«Hoftötungen sollen ein Nischenprodukt bleiben»: Endinger Bauer tötet seine Tiere selbst – so denkt die oberste Tierärztin darüber
Als einziger Bauer im Kanton Aargau hat Markus Hauenstein aus Endingen das nötige Fachwissen, um seine Rinder und Schweine selbst zu betäuben und töten. Barbara Thür, die oberste Veterinärin des Kantons Aargau, ordnet solche Hoftötungen im Interview ein.
Frau Thür, die Schweizer Bevölkerung isst gerne und viel Fleisch. Ist es uns egal, dass dafür Tiere sterben müssen?
Barbara Thür: Aus meiner Sicht ist der Mensch gut im Verdrängen. Den meisten Leuten ist schon bewusst, dass für ein Stück Fleisch ein Tier getötet werden muss. Die Schlachtung passiert jedoch in der Regel im Verborgenen, in Wohngebieten wird sie oft nicht mehr geduldet. Dadurch entfernt sie sich zunehmend aus dem Bewusstsein der Bevölkerung. Ich persönlich würde es begrüssen, wenn alle, die Fleisch essen, auch wissen, wie Tiere getötet und geschlachtet werden.
Klären Sie uns doch auf.
Bei einer konventionellen Schlachtung werden die Tiere lebend an den Schlachtort transportiert. Dies geschieht zum Teil über weite Strecken – in der Schweiz sind bis zu acht Stunden Transport erlaubt. Transportiert werden die Schlachttiere häufig mit ihnen unbekannten Artgenossen, im Schlachthof kommen sie dann in eine fremde Umgebung. Das ist meistens mit Stress verbunden.
Im Gegensatz dazu stehen Hof- und Weidetötungen, bei denen die Tiere auf dem Betrieb getötet werden. Sie sind in der Schweiz seit Juli 2020 erlaubt. Welche Vorteile bietet diese Art der Tötung?
Die Tiere weilen bis zu ihrem Lebensende auf dem ihnen bekannten Betrieb, der Transportstress fällt weg. Konsumentinnen und Konsumenten können sich darauf verlassen, dass das Tier in der Regel unter deutlich weniger Stress geschlachtet wurde.
Das heisst, das Tierwohl wird in den Vordergrund gerückt. Wie gross ist das Interesse an Hoftötungen bei Aargauer Landwirten?

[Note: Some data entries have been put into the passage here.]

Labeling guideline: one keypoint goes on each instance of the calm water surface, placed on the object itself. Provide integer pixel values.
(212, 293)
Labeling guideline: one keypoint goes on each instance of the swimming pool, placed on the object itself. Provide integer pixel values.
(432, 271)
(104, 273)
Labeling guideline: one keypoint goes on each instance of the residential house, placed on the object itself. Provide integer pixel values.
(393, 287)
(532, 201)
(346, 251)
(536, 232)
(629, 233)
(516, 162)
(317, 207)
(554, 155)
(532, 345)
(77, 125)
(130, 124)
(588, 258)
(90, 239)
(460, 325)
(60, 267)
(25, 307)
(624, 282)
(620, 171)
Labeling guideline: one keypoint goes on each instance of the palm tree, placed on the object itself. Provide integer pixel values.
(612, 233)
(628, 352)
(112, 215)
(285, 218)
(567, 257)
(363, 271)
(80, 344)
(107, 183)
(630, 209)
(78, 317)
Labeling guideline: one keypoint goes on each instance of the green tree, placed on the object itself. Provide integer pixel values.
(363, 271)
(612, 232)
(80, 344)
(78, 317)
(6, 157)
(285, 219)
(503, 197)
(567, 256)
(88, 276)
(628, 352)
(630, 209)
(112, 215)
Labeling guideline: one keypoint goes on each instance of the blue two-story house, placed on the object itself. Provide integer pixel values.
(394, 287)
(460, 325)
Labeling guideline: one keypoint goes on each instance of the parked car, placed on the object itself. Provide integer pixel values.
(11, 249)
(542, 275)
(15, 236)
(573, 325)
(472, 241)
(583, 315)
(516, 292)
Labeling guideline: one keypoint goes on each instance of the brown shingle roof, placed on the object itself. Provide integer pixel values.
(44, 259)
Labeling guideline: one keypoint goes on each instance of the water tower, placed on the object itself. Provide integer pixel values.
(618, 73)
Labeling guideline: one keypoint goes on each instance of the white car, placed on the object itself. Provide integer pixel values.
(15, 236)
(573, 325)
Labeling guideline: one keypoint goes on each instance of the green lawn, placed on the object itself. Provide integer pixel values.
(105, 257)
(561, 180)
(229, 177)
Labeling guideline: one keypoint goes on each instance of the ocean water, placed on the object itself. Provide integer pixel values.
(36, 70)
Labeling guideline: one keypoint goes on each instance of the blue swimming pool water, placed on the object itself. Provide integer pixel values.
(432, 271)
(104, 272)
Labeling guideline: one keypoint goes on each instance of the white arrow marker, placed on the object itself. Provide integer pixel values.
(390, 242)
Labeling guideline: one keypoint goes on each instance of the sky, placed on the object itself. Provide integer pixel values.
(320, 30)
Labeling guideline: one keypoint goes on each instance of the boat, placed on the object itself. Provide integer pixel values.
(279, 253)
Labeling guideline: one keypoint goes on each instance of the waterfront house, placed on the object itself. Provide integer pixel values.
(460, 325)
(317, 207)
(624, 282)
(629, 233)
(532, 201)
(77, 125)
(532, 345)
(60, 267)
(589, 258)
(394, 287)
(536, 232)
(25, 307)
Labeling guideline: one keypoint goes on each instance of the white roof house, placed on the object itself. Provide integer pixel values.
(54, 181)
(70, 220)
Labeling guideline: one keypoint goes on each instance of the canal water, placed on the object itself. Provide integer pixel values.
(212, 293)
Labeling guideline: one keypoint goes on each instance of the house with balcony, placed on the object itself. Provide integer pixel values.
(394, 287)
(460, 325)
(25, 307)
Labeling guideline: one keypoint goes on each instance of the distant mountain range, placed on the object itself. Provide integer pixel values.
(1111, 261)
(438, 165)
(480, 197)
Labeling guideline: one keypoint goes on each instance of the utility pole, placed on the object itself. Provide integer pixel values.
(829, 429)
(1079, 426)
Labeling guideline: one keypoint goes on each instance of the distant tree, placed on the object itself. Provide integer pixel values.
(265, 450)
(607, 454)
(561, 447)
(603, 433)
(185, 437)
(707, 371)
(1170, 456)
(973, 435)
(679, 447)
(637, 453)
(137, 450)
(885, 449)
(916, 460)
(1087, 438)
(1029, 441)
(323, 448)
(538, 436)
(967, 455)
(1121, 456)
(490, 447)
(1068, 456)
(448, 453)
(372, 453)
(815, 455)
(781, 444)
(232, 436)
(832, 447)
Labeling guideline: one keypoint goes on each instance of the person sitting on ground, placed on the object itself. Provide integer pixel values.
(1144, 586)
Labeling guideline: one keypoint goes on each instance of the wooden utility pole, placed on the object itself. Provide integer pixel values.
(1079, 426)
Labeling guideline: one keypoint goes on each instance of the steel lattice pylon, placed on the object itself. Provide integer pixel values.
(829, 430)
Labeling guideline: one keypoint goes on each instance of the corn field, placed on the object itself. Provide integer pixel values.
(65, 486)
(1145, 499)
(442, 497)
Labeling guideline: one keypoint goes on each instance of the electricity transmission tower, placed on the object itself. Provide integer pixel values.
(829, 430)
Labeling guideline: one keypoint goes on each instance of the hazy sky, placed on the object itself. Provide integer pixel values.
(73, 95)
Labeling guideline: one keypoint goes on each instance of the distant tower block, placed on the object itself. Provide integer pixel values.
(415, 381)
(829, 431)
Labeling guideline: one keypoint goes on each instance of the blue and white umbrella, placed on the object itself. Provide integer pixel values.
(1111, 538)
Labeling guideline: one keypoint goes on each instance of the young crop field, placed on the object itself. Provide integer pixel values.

Im Kanton Aargau haben zurzeit fünf Betriebe eine definitive Bewilligung für die Hoftötung – darunter eben der Betrieb von Markus Hauenstein, der je eine Bewilligung für Rinder und Schweine hat. Ein Betrieb hat die Bewilligung für Weidetötungen. Fünf weitere Betriebe befinden sich in der provisorisch bewilligten Phase. Aus meiner Sicht hält sich das Interesse in Grenzen.
Wie können Sie sich das erklären?
Für die Landwirte ist die Hoftötung mit grösserem Aufwand verbunden und verursacht relativ hohe Kosten – eine Bewilligung kostet einmalig bis zu 1700 Franken. Weiter müssen Hoftötungen mit allen Akteuren koordiniert werden: Es muss sichergestellt werden, dass Betäubung und Tötung korrekt ablaufen sowie die Hygiene-Vorgaben eingehalten werden. Auch für den Veterinärdienst sind Hoftötungen aufwendiger.
Aktuell dürfen zwischen Tötung und Schlachtung lediglich 45 Minuten vergehen. Warum sind die Vorgaben derart streng?
Wenn die Zeitspanne bis zum Eröffnen des Schlachttierkörpers und Entfernen der Organe zu lang ist, kann sich die Hygiene, gerade in den Sommermonaten, durch Keimvermehrung verschlechtern.
Trotzdem will der Bund diese Zeitspanne nun auf 90 Minuten verlängern. Wie denken Sie darüber?
Aus Sicht des Tierschutzes beziehungsweise um möglichst viele solche Schlachtungen zu ermöglichen, ist die Erhöhung grundsätzlich zu begrüssen. Trotzdem bin ich der Meinung, dass die Hoftötung ein Nischenprodukt bleiben sollte, weil es sonst von der Logistik der Bewilligung und Kontrolle her kaum zu bewältigen wäre.
Unter Hoftötung versteht man das Betäuben und Ausbluten eines Tieres auf dem eigenen Bauernhof – meist durch einen Metzger mit entsprechender Ausbildung. Ziel dieser Art der Tötung ist, den Tieren den Lebendtransport zu ersparen, damit sie in ihren letzten Momenten weniger Stress erfahren. Lange waren Hoftötungen nur erlaubt, wenn das Fleisch für den Eigengebrauch bestimmt war. Seit der Bund im Juli 2020 entschieden hat, Hoftötungen auch für den Handel zu ermöglichen, haben schweizweit rund 100 Landwirtschaftsbetriebe eine Bewilligung erhalten – fünf davon im Kanton Aargau. Weitere fünf befinden sich in der provisorisch bewilligten Phase.Die Richtlinien für Hoftötungen sind streng, die Parameter dafür vom Bund vorgegeben. So dürfen etwa zwischen der Betäubung und dem Ausbluten lediglich 60 Sekunden vergehen. Zwischen Betäubung und Schlachtung sind es 45 Minuten. Diese Voraussetzungen hindern viele Betriebe daran, Hoftötungen durchzuführen. Aktuell gibt es Bestrebungen, diese Zeitspanne auf 90 Minuten zu verlängern.